A地主さんの亡母親の実家は82歳位の兄が実家を継いでいるという。つまり、A地主さんの伯父さんという関係です。

この甲地主さんはA地主さんより何倍も大地主さんらしい。

 

A地主さんから「甲地主さんの所に一緒に行こう」と誘われたので出掛けた。

立派なお宅だが、客間は薄暗く、雑然とあちこちに物が散らばっている。

甲地主さんだろうか、痩せた背の高い穏やかそうな男性が迎えてくれた。

紹介された後、居間に通され、どうぞと言って着席を勧められた。         

A地主さんの話だと、甲地主さんは元役人でかなりの地位まで出世されたらしい。物腰は柔らかく、穏やかな方だった。

話の内容は、先祖伝来の多くの不動産を所有している事や、不動産にまつわる色々なお話だった。

「戦時中は空軍が我が家の土地を滑走路に使っていて、戦後それは現在の環状7号線になっている」とか、

あちらに、こちらにと一杯所有地があるらしいが、私は場所すら分からなくなってきた。

兎に角、たくさんあるのだ。             

話の終わり頃、多くの所有不動産の内、京王線の新宿から5分位の駅の所にあるファミリータイプのマンションのお部屋が3部屋あいているので、募集をお願いしたい。と言って鍵を渡された。

途中、高齢の女性がお茶を出してくれた。「有難うございます」と言ったが、小さな声で

「どうぞ」としか聞こえなかった。彼女は20畳ぐらいの居間の端の椅子に座っていて話には入ってこなかった。1時間半位しておいとました。

帰り道A地主さんが「おばさんは隅の椅子で話をズート聞いているんだ。何も言わないけれど全てを知っている」

(お茶を出してくれた方が奥様なのだ。

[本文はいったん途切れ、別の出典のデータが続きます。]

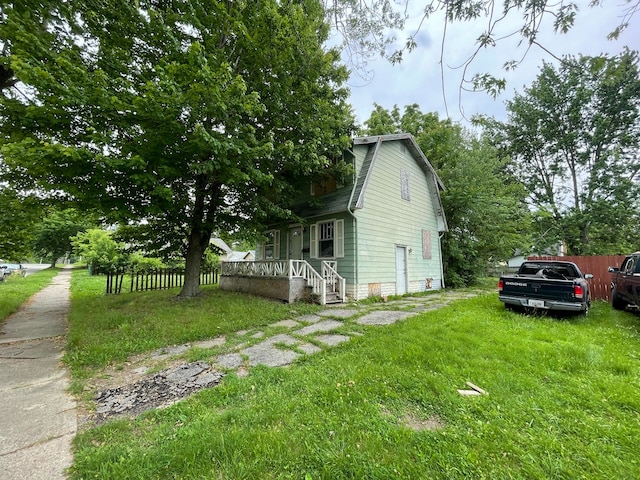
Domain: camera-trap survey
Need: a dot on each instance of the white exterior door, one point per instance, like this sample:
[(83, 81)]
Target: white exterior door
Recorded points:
[(401, 270), (295, 243)]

初めての来訪者の私を、ずっと観察してたのかな?ちょっと気味悪い)    

その後、私は甲地主さんの所に行く用事が出来たので、一人でお邪魔した。

しかし、用事がないのに、「ちょっと来てください」と呼ばれて行くことの方が多かった。

その頃は幾つかのマンションの部屋も預かるようになっていた。

甲地主さんの所にお邪魔すると、奥様が出て来て軽く挨拶され居間に通される。 

私が滞在している間、奥様は隅の椅子にずっと座っている。

大金持ちの地主さんだが、ブランドものの服を着ている訳でもなく、奥様もこざっぱりとした服装をされているが、高価な、という服装ではない。

家の中の装飾品も普通の家庭の雰囲気だ。(家だけは大きい)車は庭に軽自動車が止めてある。(分からない所に高級車があるだろうが・・)贅沢な生活をしているようには見えない。むしろ倹約家の様に思える。